The Sask. party awarded two massive P3 schools contracts Monday – to the same multi-national conglomerate – so seven non-Saskatchewan corporations and two Saskatchewan companies will take a profit from Saskatchewan children’s schools.
A large firm headquartered in Milwaukee will be responsible for maintenance and operations of Saskatchewan schools on two long-term contracts, likely about 30 years. P3 deals are costly complex ownership and financing schemes in which the province essentially rents its own schools from management conglomerates. In P3 deals, one or several large for-profit corporations put up the capital in exchange for a hefty profit and massive interest fees.

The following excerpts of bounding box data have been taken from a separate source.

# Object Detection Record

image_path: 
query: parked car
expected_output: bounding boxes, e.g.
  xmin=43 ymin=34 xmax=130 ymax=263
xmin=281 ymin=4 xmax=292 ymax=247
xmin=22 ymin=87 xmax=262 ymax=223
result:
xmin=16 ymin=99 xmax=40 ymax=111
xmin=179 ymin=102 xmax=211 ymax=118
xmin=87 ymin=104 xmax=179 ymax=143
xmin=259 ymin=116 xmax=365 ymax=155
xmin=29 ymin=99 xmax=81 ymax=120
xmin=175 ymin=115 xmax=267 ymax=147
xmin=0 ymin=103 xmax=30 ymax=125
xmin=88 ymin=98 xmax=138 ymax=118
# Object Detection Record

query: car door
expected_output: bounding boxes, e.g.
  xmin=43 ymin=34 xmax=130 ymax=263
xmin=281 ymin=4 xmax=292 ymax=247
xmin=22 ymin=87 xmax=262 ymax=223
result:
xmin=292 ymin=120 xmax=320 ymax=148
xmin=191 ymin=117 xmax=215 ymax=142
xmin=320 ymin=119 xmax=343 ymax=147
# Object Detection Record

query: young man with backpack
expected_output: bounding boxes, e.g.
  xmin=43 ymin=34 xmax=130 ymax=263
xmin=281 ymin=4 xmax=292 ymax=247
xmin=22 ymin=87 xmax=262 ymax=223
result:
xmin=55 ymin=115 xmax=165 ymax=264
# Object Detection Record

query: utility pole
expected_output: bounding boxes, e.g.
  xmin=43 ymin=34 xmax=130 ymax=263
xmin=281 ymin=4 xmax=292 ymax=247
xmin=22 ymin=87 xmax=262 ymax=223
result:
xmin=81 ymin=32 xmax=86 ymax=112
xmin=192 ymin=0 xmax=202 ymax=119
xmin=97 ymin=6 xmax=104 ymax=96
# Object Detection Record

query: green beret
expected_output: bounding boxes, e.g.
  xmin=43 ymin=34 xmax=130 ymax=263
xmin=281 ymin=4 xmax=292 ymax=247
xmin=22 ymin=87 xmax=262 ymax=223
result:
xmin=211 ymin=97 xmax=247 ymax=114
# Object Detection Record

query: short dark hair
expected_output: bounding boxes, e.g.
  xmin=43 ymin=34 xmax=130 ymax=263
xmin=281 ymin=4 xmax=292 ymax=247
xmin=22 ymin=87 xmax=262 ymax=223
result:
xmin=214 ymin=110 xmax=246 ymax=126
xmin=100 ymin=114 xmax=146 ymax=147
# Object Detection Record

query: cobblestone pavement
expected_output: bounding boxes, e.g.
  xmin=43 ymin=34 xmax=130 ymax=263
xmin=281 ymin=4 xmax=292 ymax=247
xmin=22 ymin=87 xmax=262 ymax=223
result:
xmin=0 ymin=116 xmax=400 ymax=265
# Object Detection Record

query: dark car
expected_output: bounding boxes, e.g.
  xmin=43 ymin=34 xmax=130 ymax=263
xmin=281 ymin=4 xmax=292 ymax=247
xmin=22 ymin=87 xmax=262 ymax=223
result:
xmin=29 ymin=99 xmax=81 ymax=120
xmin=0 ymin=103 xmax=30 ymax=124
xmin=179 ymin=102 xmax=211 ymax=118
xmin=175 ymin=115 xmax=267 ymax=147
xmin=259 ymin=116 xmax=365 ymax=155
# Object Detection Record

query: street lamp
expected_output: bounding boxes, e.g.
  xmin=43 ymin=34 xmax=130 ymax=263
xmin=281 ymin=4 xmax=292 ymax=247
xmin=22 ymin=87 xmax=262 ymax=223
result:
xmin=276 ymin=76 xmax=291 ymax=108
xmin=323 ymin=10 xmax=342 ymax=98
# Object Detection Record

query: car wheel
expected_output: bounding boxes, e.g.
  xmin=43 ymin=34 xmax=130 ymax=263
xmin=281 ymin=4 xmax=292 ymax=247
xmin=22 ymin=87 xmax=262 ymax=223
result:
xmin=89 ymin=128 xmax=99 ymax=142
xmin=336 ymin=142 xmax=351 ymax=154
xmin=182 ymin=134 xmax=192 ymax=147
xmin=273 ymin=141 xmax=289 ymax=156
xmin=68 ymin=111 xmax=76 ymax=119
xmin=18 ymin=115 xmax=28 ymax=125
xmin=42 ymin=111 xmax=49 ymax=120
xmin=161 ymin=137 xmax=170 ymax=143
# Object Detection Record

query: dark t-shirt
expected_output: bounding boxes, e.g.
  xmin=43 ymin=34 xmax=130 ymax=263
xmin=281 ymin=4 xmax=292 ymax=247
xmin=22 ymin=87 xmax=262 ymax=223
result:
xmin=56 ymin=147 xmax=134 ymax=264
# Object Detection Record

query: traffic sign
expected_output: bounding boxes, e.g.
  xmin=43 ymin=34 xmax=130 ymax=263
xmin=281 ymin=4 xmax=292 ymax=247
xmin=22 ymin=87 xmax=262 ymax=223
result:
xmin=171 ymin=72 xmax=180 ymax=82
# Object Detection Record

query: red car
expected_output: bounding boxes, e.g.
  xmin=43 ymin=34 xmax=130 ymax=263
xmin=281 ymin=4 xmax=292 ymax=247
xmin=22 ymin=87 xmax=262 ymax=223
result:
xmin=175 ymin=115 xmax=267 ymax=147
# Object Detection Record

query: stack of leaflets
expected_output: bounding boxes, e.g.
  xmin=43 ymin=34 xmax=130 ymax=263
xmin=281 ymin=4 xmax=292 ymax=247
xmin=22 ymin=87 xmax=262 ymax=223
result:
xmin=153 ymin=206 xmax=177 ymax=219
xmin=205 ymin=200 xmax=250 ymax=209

Corporations comprising the conglomerate, which calls itself Joint Use Mutual Partnership (JUMP), include:
- from British Columbia, Concert Infrastructure;
- from Ontario, Bird capital;
- from Ontario, Bird Design-Build;
- from Saskatoon, Wright Construction;
- from Alberta, GEC Architecture;
- from Saskatoon, Kindrachuk Agrey Architecture; and
- from Milwaukee, Johnson Controls and its Canadian subsidiary offices.
“For private corporations to make a profit off operating our children’s schools on a 30-year contract, that money comes right from families in the form of more property taxes,” said NDP deputy leader Trent Wotherspoon. “And, to add insult to injury, the proponents aren’t even from Saskatchewan – the profits go directly to British Columbia, Ontario and out of country. Plus, the local construction industry is largely shut out of building our community’s schools.”
The NDP has been critical of the use of a P3 rent-to-own scheme in education, noting that it typically costs more; that local community access is restricted or made very expensive by the management company; and that the local economy, including the local construction industry, doesn’t benefit as they should from large-scale construction projects.